Presented By O'Reilly and Cloudera
Make Data Work
22–23 May 2017: Training
23–25 May 2017: Tutorials & Conference
London, UK

Classifying restaurant pictures: An API with Spark and Slider

17:2518:05 Wednesday, 24 May 2017
Level: Intermediate

Who is this presentation for?

  • Data scientists, data engineers, and those working with Hadoop, Spark, or Slider

Prerequisite knowledge

  • Basic familiarity with machine-learning models

What you'll learn

  • Explore how ensemble models can be combined with deep learning in Spark and a permanent and scalable API in Spark using Slider


The 2016 Yelp Restaurant Photo Classification challenge on Kaggle attracted a lot of attention in the data science community. The challenge consisted of classifying pictures of restaurants in several categories, such as good ambiance, services offered, and friendliness.

One of the many challenges was the low number of images per category. This restriction limited the use of many state-of-the-art image classification techniques like pure deep learning. However, this resulted in a number of ingenious solutions using ensemble methods in combination with deep learning models to achieve a high classification score.

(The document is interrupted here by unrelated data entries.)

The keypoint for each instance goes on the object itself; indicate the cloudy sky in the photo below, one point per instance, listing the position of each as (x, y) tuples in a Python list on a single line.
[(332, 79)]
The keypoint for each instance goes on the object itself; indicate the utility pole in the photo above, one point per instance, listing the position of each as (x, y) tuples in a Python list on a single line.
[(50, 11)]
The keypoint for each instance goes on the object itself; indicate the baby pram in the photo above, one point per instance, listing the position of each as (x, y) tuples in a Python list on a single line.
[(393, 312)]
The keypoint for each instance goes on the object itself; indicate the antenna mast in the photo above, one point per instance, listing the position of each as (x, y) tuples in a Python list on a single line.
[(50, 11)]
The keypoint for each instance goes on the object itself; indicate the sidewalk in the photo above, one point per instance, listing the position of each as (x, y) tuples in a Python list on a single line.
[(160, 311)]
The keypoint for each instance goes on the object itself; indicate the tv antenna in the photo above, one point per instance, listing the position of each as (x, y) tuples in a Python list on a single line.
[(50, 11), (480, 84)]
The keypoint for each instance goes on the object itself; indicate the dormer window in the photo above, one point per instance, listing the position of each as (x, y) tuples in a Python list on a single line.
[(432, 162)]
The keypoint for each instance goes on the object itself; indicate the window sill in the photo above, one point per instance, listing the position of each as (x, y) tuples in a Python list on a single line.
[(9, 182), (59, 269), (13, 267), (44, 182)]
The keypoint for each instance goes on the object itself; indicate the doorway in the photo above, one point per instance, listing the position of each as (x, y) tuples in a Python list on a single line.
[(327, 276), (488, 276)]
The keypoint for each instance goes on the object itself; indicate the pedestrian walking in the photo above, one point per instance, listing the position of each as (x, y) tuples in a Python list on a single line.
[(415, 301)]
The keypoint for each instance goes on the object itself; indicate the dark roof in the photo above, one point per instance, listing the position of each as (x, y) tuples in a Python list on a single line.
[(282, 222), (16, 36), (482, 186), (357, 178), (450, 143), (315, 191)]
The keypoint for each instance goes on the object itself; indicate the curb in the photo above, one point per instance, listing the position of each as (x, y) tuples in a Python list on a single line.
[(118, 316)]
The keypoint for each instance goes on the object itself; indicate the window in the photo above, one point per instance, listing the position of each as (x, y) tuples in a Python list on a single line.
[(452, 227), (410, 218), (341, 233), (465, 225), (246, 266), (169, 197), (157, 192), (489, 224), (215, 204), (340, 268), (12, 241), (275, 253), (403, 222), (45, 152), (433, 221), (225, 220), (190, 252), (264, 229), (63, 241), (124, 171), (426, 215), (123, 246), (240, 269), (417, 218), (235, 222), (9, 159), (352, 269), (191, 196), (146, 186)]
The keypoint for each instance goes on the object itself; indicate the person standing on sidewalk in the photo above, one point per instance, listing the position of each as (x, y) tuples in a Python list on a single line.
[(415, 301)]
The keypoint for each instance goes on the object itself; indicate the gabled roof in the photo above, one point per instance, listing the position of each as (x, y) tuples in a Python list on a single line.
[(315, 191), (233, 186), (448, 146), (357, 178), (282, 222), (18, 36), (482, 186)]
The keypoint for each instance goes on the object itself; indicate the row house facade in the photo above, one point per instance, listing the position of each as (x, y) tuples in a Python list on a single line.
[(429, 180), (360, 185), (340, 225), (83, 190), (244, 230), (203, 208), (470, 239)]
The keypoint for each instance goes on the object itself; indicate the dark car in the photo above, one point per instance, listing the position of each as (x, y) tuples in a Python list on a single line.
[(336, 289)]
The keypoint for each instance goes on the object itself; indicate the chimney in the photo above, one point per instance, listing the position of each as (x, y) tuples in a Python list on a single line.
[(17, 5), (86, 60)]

Natalino Busa shares the implementation based on Spark and Slider. Spark processes data and trains the ML model, which consists of deep learning and ensemble classification methods, while picture scoring is exposed via an API that is persisted and scaled with Slider. Join in to see how it all works (and get a glimpse of some truly tasty pictures).

Photo of Natalino Busa

Natalino Busa


Natalino Busa is the chief data architect at DBS, where he leads the definition, design, and implementation of big, fast data solutions for data-driven applications, such as predictive analytics, personalized marketing, and security event monitoring. Natalino is an all-around technology manager, product developer, and innovator with a 15+-year track record in research, development, and management of distributed architectures and scalable services and applications. Previously, he was the head of data science at Teradata, an enterprise data architect at ING, and a senior researcher at Philips Research Laboratories on the topics of system-on-a-chip architectures, distributed computing, and parallelizing compilers.